Interview Tip: Always emphasize out-of-sample performance — overfitting is a red flag in modeling.
🔍 9. What are common pitfalls in time series modeling?
- Overfitting by adding excessive lags
- Ignoring non-stationarity or structural breaks
- Misinterpreting correlation as causation
- Using non-robust errors (heteroskedasticity)
- Ignoring model stability under regime changes
Quant Application:
A good time-series model should adapt to market regimes, not just fit historical noise.

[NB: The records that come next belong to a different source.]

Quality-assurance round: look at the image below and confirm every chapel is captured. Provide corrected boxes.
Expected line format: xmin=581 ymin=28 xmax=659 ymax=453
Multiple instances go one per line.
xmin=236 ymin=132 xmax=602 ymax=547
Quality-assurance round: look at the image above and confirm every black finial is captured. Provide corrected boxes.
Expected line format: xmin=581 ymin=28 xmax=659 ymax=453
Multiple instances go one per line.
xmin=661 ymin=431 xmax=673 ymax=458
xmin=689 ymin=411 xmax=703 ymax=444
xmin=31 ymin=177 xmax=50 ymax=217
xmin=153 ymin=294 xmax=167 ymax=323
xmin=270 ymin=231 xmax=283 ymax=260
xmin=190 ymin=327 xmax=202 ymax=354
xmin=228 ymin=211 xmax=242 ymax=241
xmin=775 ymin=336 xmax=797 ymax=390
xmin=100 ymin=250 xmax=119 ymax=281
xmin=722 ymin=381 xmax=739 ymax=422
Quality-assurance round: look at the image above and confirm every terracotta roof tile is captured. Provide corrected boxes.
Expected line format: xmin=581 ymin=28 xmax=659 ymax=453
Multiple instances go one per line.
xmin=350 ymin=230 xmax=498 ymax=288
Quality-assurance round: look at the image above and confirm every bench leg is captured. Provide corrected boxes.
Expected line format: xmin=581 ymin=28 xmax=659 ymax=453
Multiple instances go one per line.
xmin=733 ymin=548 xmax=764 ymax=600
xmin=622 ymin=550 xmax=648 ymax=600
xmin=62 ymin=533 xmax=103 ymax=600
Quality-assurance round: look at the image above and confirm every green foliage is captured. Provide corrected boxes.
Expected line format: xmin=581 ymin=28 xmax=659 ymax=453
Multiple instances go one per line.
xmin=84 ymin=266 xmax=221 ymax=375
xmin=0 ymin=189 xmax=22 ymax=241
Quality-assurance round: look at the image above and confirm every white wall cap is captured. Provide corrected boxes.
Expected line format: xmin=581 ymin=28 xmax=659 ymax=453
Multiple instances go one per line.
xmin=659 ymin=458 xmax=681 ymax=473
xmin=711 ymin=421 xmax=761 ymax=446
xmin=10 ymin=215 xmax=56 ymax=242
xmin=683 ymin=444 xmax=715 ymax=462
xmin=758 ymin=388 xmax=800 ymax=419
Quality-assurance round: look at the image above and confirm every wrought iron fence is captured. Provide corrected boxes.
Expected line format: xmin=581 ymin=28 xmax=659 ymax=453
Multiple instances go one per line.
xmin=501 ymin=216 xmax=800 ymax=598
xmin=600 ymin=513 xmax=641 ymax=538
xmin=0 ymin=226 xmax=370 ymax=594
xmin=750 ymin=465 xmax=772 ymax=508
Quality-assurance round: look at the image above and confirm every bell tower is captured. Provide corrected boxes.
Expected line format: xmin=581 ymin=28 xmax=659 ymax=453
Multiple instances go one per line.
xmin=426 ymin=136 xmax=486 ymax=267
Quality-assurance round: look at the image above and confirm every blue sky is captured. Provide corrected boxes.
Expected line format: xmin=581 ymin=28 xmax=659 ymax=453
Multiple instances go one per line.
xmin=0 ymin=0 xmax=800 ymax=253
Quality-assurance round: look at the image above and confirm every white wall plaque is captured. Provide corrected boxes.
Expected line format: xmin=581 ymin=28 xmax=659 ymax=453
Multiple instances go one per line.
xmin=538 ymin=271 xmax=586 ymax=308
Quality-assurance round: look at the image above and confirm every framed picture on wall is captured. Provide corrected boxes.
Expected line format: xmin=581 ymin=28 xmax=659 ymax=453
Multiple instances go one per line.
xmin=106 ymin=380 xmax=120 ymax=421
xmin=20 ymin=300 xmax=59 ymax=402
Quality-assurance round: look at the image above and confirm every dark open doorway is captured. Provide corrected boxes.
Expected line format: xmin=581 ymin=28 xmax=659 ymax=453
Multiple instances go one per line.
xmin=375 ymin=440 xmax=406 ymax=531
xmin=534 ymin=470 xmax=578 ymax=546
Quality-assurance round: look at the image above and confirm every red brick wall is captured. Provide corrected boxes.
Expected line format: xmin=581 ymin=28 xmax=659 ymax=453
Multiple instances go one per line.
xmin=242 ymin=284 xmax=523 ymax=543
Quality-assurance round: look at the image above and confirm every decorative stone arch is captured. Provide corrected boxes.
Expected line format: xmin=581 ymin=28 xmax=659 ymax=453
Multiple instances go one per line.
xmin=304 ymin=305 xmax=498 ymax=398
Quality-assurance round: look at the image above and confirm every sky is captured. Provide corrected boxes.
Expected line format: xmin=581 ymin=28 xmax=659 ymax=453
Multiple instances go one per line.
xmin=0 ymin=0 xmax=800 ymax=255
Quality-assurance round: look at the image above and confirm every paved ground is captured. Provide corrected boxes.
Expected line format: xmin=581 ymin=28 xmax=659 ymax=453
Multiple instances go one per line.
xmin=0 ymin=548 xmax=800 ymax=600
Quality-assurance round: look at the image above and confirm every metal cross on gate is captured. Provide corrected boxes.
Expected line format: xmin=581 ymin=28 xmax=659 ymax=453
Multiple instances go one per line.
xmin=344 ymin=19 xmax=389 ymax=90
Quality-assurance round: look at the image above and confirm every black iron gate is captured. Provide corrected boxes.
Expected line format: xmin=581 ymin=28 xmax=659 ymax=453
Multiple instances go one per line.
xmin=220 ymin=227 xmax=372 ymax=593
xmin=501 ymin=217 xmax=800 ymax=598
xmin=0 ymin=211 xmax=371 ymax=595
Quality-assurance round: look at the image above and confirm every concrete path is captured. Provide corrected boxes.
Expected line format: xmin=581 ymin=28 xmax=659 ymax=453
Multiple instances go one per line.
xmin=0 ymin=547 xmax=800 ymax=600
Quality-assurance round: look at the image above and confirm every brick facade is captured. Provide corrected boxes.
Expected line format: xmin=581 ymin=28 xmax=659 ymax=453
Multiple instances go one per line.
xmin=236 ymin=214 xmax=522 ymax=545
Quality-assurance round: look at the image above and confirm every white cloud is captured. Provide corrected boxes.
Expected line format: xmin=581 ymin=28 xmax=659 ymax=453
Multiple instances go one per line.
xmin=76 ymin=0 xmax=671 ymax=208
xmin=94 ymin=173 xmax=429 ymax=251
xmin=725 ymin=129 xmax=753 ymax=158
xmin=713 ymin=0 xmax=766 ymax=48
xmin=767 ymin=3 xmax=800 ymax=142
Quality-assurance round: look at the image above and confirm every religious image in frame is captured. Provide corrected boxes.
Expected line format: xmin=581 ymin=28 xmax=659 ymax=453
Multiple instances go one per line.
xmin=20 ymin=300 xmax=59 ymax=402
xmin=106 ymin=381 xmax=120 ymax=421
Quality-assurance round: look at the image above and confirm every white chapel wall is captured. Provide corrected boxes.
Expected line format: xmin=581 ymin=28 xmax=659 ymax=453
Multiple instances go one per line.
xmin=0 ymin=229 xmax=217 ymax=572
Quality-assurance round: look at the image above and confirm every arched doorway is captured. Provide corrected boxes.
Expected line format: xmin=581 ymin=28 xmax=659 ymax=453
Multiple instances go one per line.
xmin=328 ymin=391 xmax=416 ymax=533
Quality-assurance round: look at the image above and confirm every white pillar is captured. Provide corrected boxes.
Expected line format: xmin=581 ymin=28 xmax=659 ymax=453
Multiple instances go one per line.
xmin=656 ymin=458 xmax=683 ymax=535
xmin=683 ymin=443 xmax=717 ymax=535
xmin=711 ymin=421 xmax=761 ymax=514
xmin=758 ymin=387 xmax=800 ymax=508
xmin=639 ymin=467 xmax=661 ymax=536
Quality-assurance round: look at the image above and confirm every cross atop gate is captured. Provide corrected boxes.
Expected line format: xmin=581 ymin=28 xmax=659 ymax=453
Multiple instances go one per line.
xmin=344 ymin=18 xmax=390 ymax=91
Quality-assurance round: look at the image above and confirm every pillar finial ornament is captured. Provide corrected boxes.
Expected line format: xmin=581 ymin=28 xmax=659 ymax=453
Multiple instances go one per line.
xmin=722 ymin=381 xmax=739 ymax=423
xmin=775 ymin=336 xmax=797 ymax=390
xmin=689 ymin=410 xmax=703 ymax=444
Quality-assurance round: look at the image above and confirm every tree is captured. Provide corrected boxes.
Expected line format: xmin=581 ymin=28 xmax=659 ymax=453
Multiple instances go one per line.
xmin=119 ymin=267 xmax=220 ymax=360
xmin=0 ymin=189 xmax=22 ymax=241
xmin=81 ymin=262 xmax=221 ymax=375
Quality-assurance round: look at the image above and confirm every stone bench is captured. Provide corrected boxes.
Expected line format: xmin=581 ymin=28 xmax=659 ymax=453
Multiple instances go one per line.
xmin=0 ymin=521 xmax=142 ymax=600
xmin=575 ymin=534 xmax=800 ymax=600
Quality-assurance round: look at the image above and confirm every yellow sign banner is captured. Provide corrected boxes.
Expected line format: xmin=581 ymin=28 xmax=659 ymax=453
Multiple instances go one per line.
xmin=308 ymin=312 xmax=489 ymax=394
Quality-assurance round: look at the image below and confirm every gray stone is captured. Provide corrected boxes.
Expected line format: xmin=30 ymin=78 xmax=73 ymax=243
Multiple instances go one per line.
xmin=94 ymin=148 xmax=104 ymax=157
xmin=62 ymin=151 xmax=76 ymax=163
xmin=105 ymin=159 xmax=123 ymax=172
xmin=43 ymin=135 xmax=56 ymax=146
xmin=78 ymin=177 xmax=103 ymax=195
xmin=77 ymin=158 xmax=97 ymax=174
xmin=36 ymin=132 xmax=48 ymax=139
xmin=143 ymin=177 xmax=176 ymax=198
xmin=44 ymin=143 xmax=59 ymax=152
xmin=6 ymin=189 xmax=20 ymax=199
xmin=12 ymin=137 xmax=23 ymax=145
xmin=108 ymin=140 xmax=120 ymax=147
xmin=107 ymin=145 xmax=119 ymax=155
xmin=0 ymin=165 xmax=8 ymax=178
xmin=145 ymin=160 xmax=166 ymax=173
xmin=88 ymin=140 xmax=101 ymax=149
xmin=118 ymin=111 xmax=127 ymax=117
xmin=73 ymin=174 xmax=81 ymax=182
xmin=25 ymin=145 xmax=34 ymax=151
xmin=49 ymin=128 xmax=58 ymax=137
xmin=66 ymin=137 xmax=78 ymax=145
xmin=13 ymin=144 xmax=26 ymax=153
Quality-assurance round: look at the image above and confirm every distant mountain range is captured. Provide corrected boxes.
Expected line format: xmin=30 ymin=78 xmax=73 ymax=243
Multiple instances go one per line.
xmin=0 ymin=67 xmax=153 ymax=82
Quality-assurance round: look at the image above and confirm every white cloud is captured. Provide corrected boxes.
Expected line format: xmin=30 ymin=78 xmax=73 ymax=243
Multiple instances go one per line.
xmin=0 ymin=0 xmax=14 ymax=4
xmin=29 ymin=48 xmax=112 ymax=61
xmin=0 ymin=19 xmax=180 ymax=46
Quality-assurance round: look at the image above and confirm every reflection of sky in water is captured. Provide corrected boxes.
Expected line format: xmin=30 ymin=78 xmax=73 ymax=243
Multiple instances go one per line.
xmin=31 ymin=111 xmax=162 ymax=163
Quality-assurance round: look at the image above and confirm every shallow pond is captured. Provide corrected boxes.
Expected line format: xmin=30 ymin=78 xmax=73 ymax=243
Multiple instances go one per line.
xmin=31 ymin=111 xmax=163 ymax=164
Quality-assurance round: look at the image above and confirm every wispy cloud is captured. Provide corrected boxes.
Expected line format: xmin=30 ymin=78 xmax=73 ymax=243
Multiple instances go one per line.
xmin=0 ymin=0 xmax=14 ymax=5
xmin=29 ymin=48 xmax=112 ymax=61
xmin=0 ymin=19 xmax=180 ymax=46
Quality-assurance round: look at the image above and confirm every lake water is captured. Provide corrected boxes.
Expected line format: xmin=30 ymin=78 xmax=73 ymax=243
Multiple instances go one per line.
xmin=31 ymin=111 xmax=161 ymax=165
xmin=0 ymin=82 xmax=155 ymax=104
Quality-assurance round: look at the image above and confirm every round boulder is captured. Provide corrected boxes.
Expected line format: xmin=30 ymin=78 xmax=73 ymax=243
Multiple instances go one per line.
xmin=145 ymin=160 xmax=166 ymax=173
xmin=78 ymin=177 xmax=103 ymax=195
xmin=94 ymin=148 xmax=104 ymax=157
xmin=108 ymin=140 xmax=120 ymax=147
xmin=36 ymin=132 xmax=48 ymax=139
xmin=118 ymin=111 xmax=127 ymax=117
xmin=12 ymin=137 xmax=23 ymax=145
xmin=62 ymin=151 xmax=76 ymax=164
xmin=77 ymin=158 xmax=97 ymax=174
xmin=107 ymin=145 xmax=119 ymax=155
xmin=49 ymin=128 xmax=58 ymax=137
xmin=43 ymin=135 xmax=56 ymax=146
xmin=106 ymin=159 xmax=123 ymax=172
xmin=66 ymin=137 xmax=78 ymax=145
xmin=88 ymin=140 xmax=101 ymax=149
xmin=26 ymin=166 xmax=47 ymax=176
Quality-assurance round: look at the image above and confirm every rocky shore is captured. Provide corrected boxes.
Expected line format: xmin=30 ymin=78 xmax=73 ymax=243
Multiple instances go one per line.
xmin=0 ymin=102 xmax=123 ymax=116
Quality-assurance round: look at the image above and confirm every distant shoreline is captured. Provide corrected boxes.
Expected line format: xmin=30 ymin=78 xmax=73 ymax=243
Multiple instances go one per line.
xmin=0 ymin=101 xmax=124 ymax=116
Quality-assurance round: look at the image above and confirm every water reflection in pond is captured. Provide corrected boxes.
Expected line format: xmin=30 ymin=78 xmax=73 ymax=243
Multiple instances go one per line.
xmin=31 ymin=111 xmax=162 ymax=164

🚀 10. What are advanced extensions?
| Model | Description | Quant Use |
|---|---|---|
| VAR / VECM | Multivariate dynamic systems | Macro and multi-asset modeling |
| State-Space / Kalman Filter | Time-varying parameters | Signal extraction, dynamic betas |
| Regime-Switching Models | Separate behavior by regime | Volatility clustering, crisis modeling |
| Long Memory (ARFIMA) | Slow decay autocorrelation | Volatility persistence |
| LSTM / Transformer | Deep learning for sequences | Forecasting nonlinear time dependencies |
🧾 Summary
Time series models translate noisy market data into structured insight — capturing persistence, volatility, and mean reversion. In quant interviews, understanding how to move from ARIMA to GARCH to regime-switching shows both statistical rigor and market intuition.